Het Nationaal Legioen/Légion Nationale was met 5.000 leden en afdelingen in heel België een sterke organisatie. Aanvankelijk was het ideologisch en organisatorisch sterk beïnvloed door het Italiaanse fascisme. Het Legioen wou een nationale revolutie om in België een Nieuwe Orde te installeren, waarbij de politieke partijen en het parlement zouden vervangen worden door een krachtdadige regering onder leiding van de koning. Verder was het Legioen antimarxistisch, antiparlementair, antisemitisch, Belgisch-nationalistisch, royalistisch en wees iedere deelname aan verkiezingen af. Echte toenadering tot Degrelles Vlaams-Waalse partij Rex was dan ook onmogelijk.

 

Hoornaert richtte de gedisciplineerde en op Italiaanse leest geschoeide militie Services de Protection op, met helmen, knuppels en donkerblauwe uniformen en geleid door ‘commandanten’. Dit was de éérste militie in België en ze schuwde gewelddadige confrontaties met flaminganten, socialisten en communisten niet. De militie veranderde later haar naam in Groupes Mobiles en vanaf 1934 in Nationalistische Jonge Wacht/Jeunes Gardes Nationalistes.

 

Het Nationaal Legioen/Légion Nationale was onderverdeeld in centuriën en gebruikte de Romeinse groet en de fasces. Naast een eigen militie had het ook ‘sportafdelingen’ (die de facto voor paramilitaire training zorgden). Dit laatste werd door de Wet op de Privé-milities van 1934 aan banden gelegd, hoewel dit geenszins de verdere groei van het Legioen hinderde. De leden legden de eed van trouw af aan Vorst, Volk en Vaderland en droegen ook een ring van het Nationaal Legioen.

 

Verder had het Nationaal Legioen/Légion Nationale veel invloed in het Belgische leger, waarin het opereerde onder de naam MDS (Le Mot du Soldat). Tijdens de Tweede Wereldoorlog vormde MDS zich om tot een geheime postdienst voor het verzet (cfr. infra). De beweging was ook betrokken bij de mislukte staatsgreep van Rex-leider Léon Degrelle op 25 oktober 1936 en onderhield nauwe banden met vermoedelijk zowel de Belgische als Franse inlichtingendiensten.

 

Hoewel het Legioen vooral sterk stond in Franstalig België, had het toch ook in Vlaanderen enige aanhang. Zo had het Nationaal Legioen in Gent een secretariaat aan de Nederkouter 32 en werd reeds in 1924 een afdeling in Antwerpen opgericht, die vanaf 1929 opbloeide toen het Nederlandstalige ledenblad Het Belgisch Nationaal Legioen verscheen. Deze periodiek kende een aantal naamsveranderingen: Het Nationaal Legioen (1934), Het Legioen (1935) en Storm (1939). De verantwoordelijke voor dit blad was de Deurnse uitgever-publicist Raymond Gilbert. Onder de leiders van de Antwerpse Legioen-afdeling vinden we Melchior Peeters en H.C. Frederiks als propagandaleiders en de ex-flamingant Arthur Rotsaert, die overgestapt was van de Action Nationale. Ook sommige andere Antwerpse Legioen-leiders, zoals de advocaten René Lambrichts, Edouard Van Lil en Ferdinand Van de Vorst, waren afkomstig uit de kringen rond Pierre Nothomb. Bij de gewone leden van het Antwerpse Legioen was er een sterke katholieke inslag.
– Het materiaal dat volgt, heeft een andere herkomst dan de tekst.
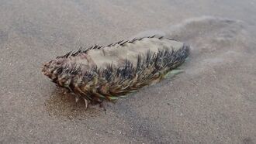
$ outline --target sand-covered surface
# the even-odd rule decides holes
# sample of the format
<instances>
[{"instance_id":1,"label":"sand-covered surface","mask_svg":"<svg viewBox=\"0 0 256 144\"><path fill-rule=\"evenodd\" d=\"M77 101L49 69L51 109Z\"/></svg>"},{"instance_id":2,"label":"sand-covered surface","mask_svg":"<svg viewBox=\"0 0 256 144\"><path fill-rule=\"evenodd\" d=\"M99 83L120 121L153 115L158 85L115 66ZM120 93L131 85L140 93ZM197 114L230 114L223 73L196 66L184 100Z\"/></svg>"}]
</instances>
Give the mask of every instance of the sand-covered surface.
<instances>
[{"instance_id":1,"label":"sand-covered surface","mask_svg":"<svg viewBox=\"0 0 256 144\"><path fill-rule=\"evenodd\" d=\"M256 143L256 1L0 1L0 143ZM40 70L81 46L162 34L184 73L87 111Z\"/></svg>"}]
</instances>

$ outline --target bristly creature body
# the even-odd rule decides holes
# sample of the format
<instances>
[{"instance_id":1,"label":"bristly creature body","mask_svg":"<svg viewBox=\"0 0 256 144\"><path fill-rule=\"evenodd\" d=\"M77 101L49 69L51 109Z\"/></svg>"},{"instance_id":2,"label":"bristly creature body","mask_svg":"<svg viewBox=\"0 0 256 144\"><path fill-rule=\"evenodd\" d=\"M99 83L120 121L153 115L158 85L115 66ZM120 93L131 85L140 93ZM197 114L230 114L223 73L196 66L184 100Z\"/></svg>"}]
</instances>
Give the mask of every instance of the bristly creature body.
<instances>
[{"instance_id":1,"label":"bristly creature body","mask_svg":"<svg viewBox=\"0 0 256 144\"><path fill-rule=\"evenodd\" d=\"M43 73L76 100L113 101L155 84L180 66L189 46L164 36L122 40L69 52L44 64Z\"/></svg>"}]
</instances>

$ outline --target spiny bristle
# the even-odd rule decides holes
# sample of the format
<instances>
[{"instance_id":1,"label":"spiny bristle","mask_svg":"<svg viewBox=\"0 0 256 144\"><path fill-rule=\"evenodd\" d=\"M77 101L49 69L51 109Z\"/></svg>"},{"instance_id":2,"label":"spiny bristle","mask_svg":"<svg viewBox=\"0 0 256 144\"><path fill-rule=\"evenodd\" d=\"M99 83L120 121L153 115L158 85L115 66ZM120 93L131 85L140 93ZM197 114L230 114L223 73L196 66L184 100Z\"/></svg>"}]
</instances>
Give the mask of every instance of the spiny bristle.
<instances>
[{"instance_id":1,"label":"spiny bristle","mask_svg":"<svg viewBox=\"0 0 256 144\"><path fill-rule=\"evenodd\" d=\"M141 43L135 43L137 41ZM152 45L154 43L160 44L144 44L146 42ZM176 43L164 36L152 36L121 40L106 46L95 45L90 48L80 48L78 51L58 57L57 62L54 60L50 64L55 66L58 60L62 60L62 63L57 65L55 69L54 67L50 70L48 68L48 71L46 67L43 71L50 78L54 77L54 82L84 98L85 101L112 101L158 82L168 72L180 66L189 54L189 46ZM135 46L137 50L130 46ZM157 50L154 46L159 46ZM131 50L131 57L137 60L129 57L130 53L125 55L126 58L109 57L120 48ZM116 61L107 62L113 58ZM56 71L55 75L53 71Z\"/></svg>"}]
</instances>

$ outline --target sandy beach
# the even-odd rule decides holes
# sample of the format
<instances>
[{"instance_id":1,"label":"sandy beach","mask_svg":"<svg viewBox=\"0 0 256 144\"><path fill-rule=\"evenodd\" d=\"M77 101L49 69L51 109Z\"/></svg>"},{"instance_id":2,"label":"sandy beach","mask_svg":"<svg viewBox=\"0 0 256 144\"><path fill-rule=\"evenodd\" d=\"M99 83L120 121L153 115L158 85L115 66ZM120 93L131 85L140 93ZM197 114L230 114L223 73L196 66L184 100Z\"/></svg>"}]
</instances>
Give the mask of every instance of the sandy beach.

De Antwerpse afdeling was gevestigd in het Nationaal Huis in de Lange Gasthuisstraat 42, waarin ook een andere Antwerpse Belgisch-nationalistische organisatie, de Jonge Belgen/Jeunes Belges, gevestigd was. De Jonge Belgen gingen in de eerste helft van de jaren 1930 grotendeels op in het Legioen. Zo was Antwerps Legioen-gouwleider André Van Meel afkomstig uit de Jonge Belgen, evenals de Franstalige edelman Charles Decallone en de Belgisch-nationalistische militante Yvonne Mabesoone.

 

Na de Duitse bezetting van België in 1940 weigerde het virulent anti-Duitse Nationaal Legioen/Légion Nationale te collaboreren, maar ging daarentegen in het verzet. De Duitsers lieten het Legioen aanvankelijk met rust. Vergaderingen en oefenkampen, zelfs in uniform, bleven mogelijk. Toen de bezetters merkten dat ze het Legioen niet in een knechtenrol zoals de Eenheidsbeweging-VNV of Rex konden duwen, werd in augustus 1941 een compleet activiteitsverbod opgelegd. Vanaf dat ogenblik zat het Legioen in de clandestiniteit. In september 1941 ondernamen de Duitsers een enorme razzia in heel het land, waarbij ruim 200 Legioen-leiders werden gearresteerd. Velen daarvan belandden definitief in concentratiekampen. Leider Paul Hoornaert werd in 1941 door de Gestapo opgepakt en stierf in 1944 in het Duitse concentratiekamp Sonnenburg. Het volledige Legioen werd in juni 1941 onder de naam Groep Hoornaert-Dirix in het vanuit Londen gedirigeerde Geheim Leger opgenomen en verspreidde onder andere illegale pamfletten, pleegde sabotage en bespioneerde Duitse troepenbewegingen.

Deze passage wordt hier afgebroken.